I hear my dad’s stern warning in the background. “Melinda.”

I exhale, and a damn breaks and words gush uncontrolled out of my mouth like a river after a hurricane. “Yes, I’ve met someone.” There’s a faint gasp but I plow on, an unfettered, overflowing flood of information. “His name’s Mason. He’s a vet. Mom, he’s amazing. He has a little girl. She’s four years old. You’d adore her. She has art all over her walls. Like, in a way you would never have allowed. Unless it was in your art studio. And even then, it’s over the top. Art everywhere. She loves all the princesses, but her favorite one is the one with red hair and a bow and arrow. She also says she likes Princess and the Frog, more now because I’m from New Orleans. How cute is that? She’s just the cutest little sweetheart with chubby cheeks and hands. And, Mom, he’s the kindest guy. He’s raising this beautiful little girl, all on his own, while running his own veterinary clinic. His motto in life is to be kind to all things. I mean, have you ever? He’s good. He’s just...he’s really...he has the most beautiful eyes. Like, such a unique color you’ll want to paint them, but you probably won’t be able to get the color right.”

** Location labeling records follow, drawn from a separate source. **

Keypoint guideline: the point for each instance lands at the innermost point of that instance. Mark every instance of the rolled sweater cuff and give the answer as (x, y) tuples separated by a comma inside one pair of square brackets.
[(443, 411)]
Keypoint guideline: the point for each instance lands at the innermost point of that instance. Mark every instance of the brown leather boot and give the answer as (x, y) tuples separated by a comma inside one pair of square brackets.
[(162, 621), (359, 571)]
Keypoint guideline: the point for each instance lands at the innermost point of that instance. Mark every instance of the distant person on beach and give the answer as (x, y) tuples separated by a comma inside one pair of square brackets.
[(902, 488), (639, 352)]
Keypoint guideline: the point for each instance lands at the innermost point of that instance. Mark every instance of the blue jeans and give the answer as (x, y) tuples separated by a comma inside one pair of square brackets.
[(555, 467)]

A memory of him over me in bed, taking me in, thrusting deep inside streams through my head, and I stop talking as heat warms my cheeks. I cross my legs and stare out at the blur of the city lights as the cab whizzes through the streets.

My mother’s voice brings me back. “Delilah, how did you meet him?” She sounds markedly reserved. It’s the same tone I hear her use when she needs to commandeer the garden club ladies.

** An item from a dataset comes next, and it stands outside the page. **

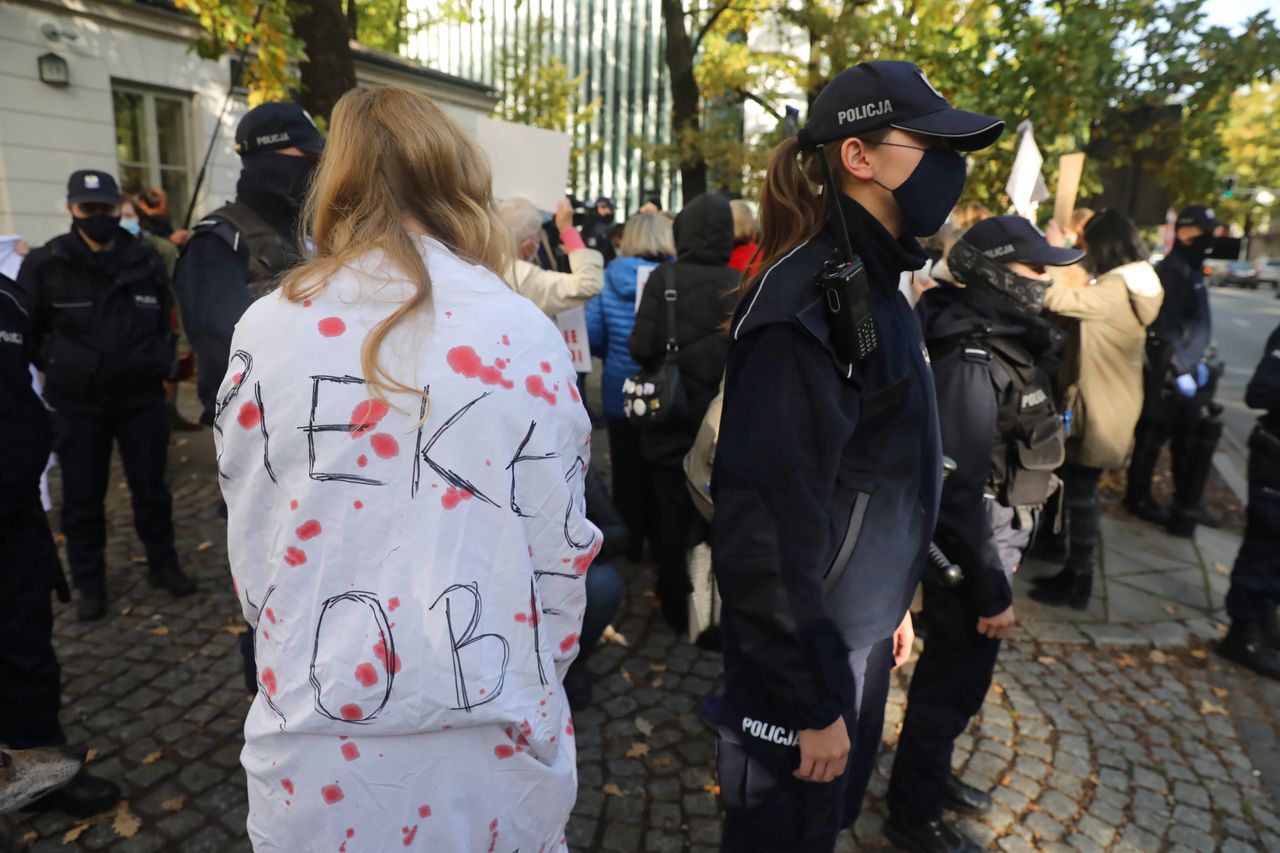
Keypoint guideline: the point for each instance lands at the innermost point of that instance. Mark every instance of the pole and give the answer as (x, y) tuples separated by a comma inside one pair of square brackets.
[(218, 124)]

A vision of Chewie dry heaving plays through my mental video, making me wince. “Well, that’s a bit of a story. You see, I was dog sitting for Anna, and Chewie had some issues.” I pause. “And Mason is her vet. He saved Chewie’s life.” My tone lifts at this last point. For constellation’s sake, he’s a hero. It hits me then that the last time I tried to talk up a guy to Mom was when I was in high school and I tried to convince her to let me date Luke Nollen after he’d been written up in the paper the week before for drinking underage.

“Dear, he has a child.”

“Yes, I know, Mom. And you’ll love her. She’s adorable.”

“I’m sure she is. But, honey, a different dating etiquette is required for single parents. You can’t lightly date someone when you have a child. And you will be moving home soon.”

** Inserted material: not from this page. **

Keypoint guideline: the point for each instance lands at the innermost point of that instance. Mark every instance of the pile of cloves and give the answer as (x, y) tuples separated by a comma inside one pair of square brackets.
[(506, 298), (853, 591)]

“Yes, Mom, I am eventually going to move home. But I have time.” For crying out loud, twenty-six is the new sixteen. There’s no rush. I will move. One day. I’m not being that bad, am I?

“Delilah, we agreed. No serious relationships. Your time in New York is meant for you to spread your wings. And it’s been four years. We agreed on three. Don’t you miss your home? Your family?” The unspoken phrase I hear is, Don’t you miss me?

“Oh, Mom. I promise, I will come home. As planned. This isn’t a serious relationship.” The automatic denial flows out while, inside, nausea rises.

“He has a child.”

I squirm like a kid who asked for king cake instead of dinner and is at the receiving end of the smackdown glare. “But, Mom, when you meet them, you’re gonna love them. Really.”

“There is no reason for me to meet someone you’re not going to marry, Delilah. And a child. You need to end this. End it before it starts. Listen to me on this. For all your sakes, end this before it starts.”